In deze zaak heeft de Rechtbank Noord-Holland op 4 mei 2020 uitspraak gedaan in een geschil tussen eiseres, die een bijstandsuitkering ontving op grond van de Participatiewet, en het college van burgemeester en wethouders van de gemeente Zaanstad. Eiseres had haar bijstandsuitkering ingetrokken gekregen met ingang van 1 augustus 2018, omdat verweerder van mening was dat zij niet haar hoofdverblijf had op het door haar opgegeven adres. Dit besluit volgde op een melding dat eiseres nooit op haar eigen adres aanwezig zou zijn, wat leidde tot een dossieronderzoek en een gesprek met eiseres. Tijdens dit gesprek heeft eiseres tegenstrijdige verklaringen afgelegd over haar verblijf bij haar partner en haar hoofdverblijf.
Verweerder heeft het bezwaar van eiseres tegen de intrekking van de bijstandsuitkering ongegrond verklaard. Eiseres heeft hiertegen beroep ingesteld, waarbij zij aanvoerde dat zij wel degelijk haar hoofdverblijf had op het opgegeven adres en dat haar lage waterverbruik niet als bewijs kon dienen voor het tegendeel. De rechtbank heeft overwogen dat het aan verweerder was om aannemelijk te maken dat eiseres niet op het uitkeringsadres woonde. De rechtbank concludeerde dat de verklaring van eiseres, in combinatie met het lage waterverbruik en de anonieme melding, voldoende was om aan te nemen dat eiseres haar hoofdverblijf niet had op het opgegeven adres.

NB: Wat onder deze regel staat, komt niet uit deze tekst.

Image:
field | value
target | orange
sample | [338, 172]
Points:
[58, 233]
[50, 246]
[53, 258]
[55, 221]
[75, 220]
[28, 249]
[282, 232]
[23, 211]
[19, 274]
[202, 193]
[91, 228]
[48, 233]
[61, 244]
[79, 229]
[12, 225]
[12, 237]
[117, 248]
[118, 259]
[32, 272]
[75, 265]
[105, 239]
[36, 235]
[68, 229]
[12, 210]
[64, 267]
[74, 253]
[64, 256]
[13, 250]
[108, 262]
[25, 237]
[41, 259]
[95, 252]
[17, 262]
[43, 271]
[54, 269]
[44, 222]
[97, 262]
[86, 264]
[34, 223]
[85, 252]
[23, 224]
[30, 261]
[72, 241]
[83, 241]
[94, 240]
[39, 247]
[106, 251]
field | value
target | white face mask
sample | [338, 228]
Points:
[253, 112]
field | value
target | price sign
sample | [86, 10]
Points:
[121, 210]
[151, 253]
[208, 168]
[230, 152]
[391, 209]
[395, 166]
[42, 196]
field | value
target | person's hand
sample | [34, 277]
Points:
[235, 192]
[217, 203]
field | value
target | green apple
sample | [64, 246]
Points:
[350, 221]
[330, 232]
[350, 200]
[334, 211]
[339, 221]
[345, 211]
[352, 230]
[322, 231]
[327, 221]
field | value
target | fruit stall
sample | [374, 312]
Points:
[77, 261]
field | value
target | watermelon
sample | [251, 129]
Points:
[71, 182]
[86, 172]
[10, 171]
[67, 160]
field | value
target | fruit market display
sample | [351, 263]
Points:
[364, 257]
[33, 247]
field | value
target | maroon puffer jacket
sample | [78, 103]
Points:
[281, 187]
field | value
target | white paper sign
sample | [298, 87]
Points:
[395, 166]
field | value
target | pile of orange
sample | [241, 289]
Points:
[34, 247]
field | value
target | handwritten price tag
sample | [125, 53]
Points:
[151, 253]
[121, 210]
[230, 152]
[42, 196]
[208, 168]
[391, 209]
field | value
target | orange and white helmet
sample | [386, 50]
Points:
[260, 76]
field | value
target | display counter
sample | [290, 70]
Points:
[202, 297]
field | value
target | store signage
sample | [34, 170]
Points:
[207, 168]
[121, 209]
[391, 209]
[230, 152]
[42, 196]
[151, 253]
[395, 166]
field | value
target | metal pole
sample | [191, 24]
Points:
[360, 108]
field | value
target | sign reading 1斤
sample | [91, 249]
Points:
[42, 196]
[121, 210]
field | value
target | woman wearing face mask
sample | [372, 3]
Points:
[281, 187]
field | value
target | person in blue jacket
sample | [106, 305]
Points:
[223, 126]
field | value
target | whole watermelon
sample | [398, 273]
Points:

De rechtbank oordeelde dat eiseres haar inlichtingenplicht had geschonden door dit niet te melden.
De rechtbank heeft het beroep van eiseres ongegrond verklaard en de intrekking van de bijstandsuitkering en de terugvordering van de ten onrechte verstrekte bijstand bevestigd. De uitspraak is gedaan door mr. L. Boonstra, rechter, in aanwezigheid van mr. M.H. Boomsma, griffier. De uitspraak is niet openbaar uitgesproken vanwege de coronamaatregelen, maar zal alsnog openbaar worden gemaakt zodra dat weer mogelijk is.